Başbakan Angela Merkel, 'Kim olduğumuzu ve bizi güçlü kılanın, yani bir hukuk ve sorumluluk birliği olduğumuzu unutursak Avrupa'nın geleceği tehlikeye girer' dedi. Merkel, bu durumda Euro'nun ve onunla birlikte Avrupa'nın da başarısızlığa uğrayacağını ifade etti.
Beş yıl öncesi ve bugün
Merkel bugün bunları rahatlıkla söyleyebiliyor, çünkü durumun beş yıl öncesine göre daha farklı olduğuna ve Yunanistan'ın iflasının Avrupa'yı ekonomik olarak çöküşe sürükleyeceğine inanmıyor. Olası bir iflasın maliyetinin çok yüksek olacağı fakat Avrupa'nın varlığını tehdit etmeyeceği inancı hâkim.
Merkel, bu tutumuyla geçmiş yıllarda doğru olarak kabul dilen her şeyi alaşağı ediyor; özellikle de Yunanlara verilen 'Sizin düşmenize izin vermeyeceğiz ve kulüpte kalabilmeniz için elimizden gelen her şeyi yapacağız' mesajını.
Ancak Merkel'in şu anda böyle konuşabilmesinde 2010 yılından itibaren Yunanistan'ın iflasını cesur bir şekilde ötelemeyi başaranlar arasında yer almasının payı var.
Bankaların iflası ve buna bağlı olarak Euro Bölgesi'nin çöküşü tehdidi karşısında Yunanistan'ın tasarruf programı uygulanmaya zorlanması birçoklarına göre ehven-i şerdi. Yunan ekonomisinin modernleşeceğine umut bağlandı ve her şeyin İrlanda, İspanya ve Portekiz'deki gibi yürüyeceği düşünüldü.

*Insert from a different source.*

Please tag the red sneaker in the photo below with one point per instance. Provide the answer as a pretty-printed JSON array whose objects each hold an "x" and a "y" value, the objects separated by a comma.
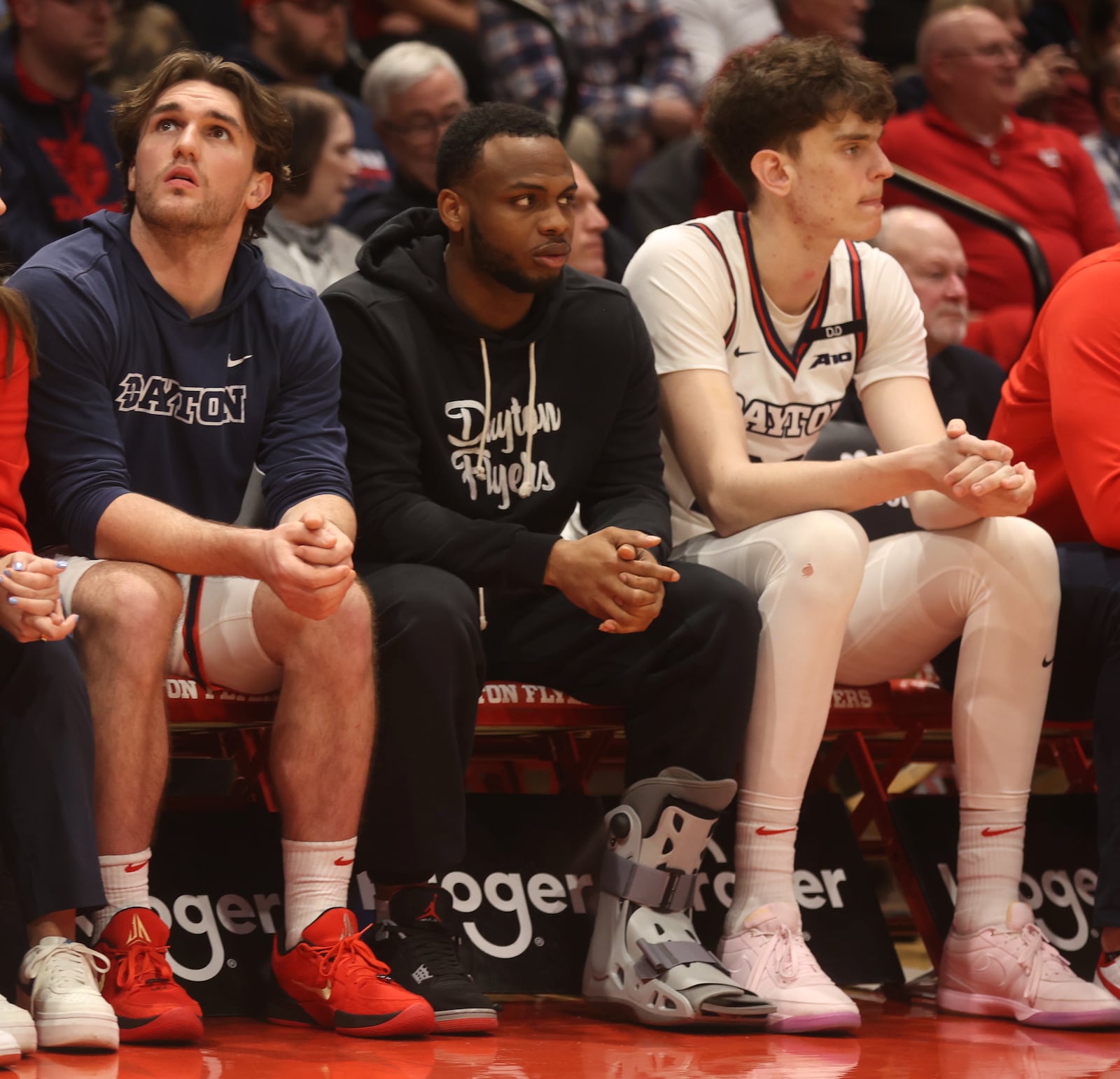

Ancak işler umulduğu gibi gitmedi. İç politika açısından bakıldığında bu artık bir rol oynamıyor. Başbakan Merkel ayaklarını yere sağlam basıyor ve bunu da değerlendirmek istiyor. Bunu iç siyasette puan toplamak ve CDU ile CSU arasında yeniden birlik oluşturtmak için de kullanmak istiyor. Birlik partileri arasında başlarda Yunanistan yardımlarına karşı çıkılmasına dair endişeler yerini açık bir karşıtlığa bıraktı. Yunanistan'la müzakereler ne şekilde devam ederse etsin tek bir şey kesin: Son dönemlerde çekimser kalan ve meydanı Avrupa Komisyonu, Avrupa Merkez Bankası ve IMF'ye bırakan federal hükümet, gelecekte daha aktif bir şekilde rol almak istiyor. Merkel bunu açık ve demir gibi sert bir tutumla dünyaya duyurdu."